Jansen, 28, had never missed a game in his pro career, making 80 straight starts, and prided himself on his durability. It had become one of his hallmarks dating back to his college days and the Redskins were counting on a Pro Bowl type season from him.
"Immediately, it was just the thought that everybody I've known," Jansen said, "and everybody who knows me, they don't expect Jon Jansen to be laying on the ground and having to be helped off the field. At first you feel just like you let everybody down, but then you realize that there's really nothing you could have done about it. There was nothing I could do to prevent it, as it's been explained to me. It's unfortunate, and it's something I have to deal with and the Redskins have to deal with, and obviously we'll all deal with it together."
Jansen said he will switch his focus to helping his teammates, lending advice and taking part in meetings ("By no means is this year over for me in terms of being part of the team," Jansen said. "But it is in terms of being on the field.").
The Redskins could insert Kenyatta Jones, a three-year veteran who was signed in 2003 from New England, into Jansen's spot, or perhaps move Derrick Dockery, who came on strong in the second half of last season, to the right side and then tinker with the left side of the line. Rookie lineman Mark Wilson, a fifth-round pick, and three-year veteran Daryl Terrell could also see more playing time due to the injury, and the Redskins might also look to sign or trade for a veteran lineman, although the timing of Jansen's loss will make it difficult to acquire an impact player.

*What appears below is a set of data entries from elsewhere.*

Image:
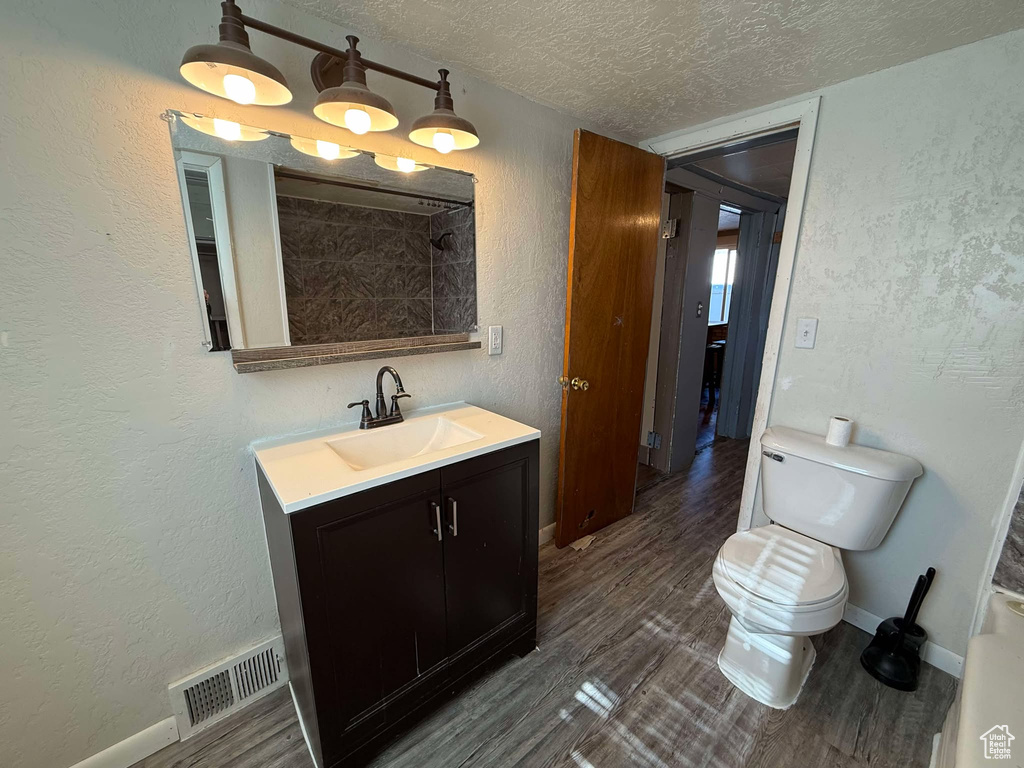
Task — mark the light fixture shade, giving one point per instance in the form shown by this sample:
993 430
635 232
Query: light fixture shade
386 161
309 146
333 102
209 127
205 67
443 119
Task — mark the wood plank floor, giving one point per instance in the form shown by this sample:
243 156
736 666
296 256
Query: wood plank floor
626 674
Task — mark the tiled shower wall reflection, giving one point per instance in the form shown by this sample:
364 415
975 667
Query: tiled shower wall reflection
353 273
1010 570
454 269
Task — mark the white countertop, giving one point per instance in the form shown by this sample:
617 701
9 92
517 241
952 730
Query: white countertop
304 470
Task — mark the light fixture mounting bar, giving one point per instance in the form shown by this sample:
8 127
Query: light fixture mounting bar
291 37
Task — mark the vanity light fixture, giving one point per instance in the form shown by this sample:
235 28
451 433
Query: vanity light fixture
352 104
442 129
323 150
404 165
225 129
229 69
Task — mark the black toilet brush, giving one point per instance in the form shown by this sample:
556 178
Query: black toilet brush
893 656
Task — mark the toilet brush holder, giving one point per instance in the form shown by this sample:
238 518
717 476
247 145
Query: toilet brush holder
893 657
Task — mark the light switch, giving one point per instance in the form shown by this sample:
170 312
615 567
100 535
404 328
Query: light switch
807 329
495 340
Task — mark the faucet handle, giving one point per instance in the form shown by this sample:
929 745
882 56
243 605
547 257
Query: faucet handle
394 401
367 417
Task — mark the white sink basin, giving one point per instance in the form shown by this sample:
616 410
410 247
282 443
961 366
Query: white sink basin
375 448
318 467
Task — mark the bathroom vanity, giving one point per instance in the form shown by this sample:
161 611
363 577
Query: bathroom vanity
404 564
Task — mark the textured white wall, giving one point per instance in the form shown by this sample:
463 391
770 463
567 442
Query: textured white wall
911 254
132 550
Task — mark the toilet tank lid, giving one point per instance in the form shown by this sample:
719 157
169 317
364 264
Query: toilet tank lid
859 459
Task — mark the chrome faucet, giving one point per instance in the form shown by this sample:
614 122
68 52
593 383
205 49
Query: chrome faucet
384 417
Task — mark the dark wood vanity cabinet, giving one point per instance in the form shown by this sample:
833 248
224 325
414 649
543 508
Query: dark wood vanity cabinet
385 614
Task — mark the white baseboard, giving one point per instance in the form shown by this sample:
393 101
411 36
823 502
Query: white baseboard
302 726
142 744
547 534
940 657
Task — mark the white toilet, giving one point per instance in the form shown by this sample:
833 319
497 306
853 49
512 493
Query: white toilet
785 582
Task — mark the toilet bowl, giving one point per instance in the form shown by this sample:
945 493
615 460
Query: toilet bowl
784 582
781 588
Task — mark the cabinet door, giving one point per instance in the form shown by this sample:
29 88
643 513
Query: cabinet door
371 569
489 546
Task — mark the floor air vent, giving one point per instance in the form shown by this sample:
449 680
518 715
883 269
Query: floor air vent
207 696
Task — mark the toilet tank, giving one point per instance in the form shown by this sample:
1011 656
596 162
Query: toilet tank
846 497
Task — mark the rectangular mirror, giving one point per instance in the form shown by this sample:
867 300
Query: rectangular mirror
293 249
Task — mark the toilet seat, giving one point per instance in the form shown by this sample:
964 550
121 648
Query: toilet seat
781 566
776 581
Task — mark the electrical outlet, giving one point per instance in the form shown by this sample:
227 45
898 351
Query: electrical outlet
495 340
807 329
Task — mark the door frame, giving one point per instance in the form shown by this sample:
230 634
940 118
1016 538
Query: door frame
802 115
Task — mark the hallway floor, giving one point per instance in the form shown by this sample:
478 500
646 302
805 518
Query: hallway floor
626 674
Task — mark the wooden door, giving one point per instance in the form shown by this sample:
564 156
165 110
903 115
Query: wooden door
489 550
372 580
614 222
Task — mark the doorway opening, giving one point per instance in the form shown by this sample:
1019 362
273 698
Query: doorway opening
716 275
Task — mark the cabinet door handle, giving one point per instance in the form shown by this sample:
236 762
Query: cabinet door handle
454 525
437 519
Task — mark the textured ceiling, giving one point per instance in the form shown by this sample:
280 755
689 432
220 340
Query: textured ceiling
640 69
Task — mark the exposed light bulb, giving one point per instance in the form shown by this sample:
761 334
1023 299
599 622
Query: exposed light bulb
240 89
357 121
226 130
443 141
328 150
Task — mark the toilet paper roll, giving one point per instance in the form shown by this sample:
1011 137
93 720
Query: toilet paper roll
839 431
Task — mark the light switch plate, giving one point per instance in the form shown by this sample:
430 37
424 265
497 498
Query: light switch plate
495 340
807 329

Jansen, meantime, will spend the next six weeks in a non-weight bearing cast and he hopes to be able to begin jogging three months from now. His size, 6 feet 6, 305 pounds, could push those projections back given the nature of this injury, but Jansen would like to be able to begin practicing in four months, allowing him to get into good shape for the start of off-season workouts.

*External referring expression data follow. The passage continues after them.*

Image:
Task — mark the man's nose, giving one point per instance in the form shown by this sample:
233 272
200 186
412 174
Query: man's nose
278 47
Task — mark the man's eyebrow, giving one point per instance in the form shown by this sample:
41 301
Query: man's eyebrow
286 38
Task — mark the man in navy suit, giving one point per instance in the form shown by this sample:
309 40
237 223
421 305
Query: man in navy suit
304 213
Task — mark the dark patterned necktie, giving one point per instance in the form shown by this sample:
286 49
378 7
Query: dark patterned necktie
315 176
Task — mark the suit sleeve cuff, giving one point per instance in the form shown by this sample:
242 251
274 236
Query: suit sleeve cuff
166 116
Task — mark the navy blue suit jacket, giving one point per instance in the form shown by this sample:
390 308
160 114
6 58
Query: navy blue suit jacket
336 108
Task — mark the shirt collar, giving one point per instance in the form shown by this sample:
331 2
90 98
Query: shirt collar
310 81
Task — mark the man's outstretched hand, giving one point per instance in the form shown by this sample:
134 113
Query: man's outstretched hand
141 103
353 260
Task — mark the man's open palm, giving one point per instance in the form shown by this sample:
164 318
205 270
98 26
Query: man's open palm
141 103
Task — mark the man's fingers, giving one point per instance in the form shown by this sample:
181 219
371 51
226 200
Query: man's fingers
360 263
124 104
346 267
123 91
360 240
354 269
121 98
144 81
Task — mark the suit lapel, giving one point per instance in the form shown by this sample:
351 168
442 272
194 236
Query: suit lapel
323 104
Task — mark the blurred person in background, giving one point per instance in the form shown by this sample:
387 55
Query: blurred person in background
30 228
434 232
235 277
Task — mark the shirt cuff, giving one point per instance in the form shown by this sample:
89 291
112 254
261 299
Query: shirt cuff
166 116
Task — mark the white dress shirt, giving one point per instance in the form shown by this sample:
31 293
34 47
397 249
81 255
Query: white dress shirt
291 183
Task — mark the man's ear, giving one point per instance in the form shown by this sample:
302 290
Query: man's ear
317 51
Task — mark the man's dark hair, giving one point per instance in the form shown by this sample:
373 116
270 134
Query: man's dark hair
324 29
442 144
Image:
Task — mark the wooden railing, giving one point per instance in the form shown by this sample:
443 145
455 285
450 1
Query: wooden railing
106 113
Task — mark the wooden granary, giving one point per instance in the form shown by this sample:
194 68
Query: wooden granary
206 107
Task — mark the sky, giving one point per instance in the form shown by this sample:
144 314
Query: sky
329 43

"It's just a matter of how long it takes to get your strength back," Jansen said. "For a normal-sized individual, it's obviously less because you don't have as much weight to support. But I've always been a quick mender, I don't swell very much and there wasn't very much swelling in it today, so I'm shooting for the four-month mark . . . It's just a pain in the butt for a while and I'll be back next year."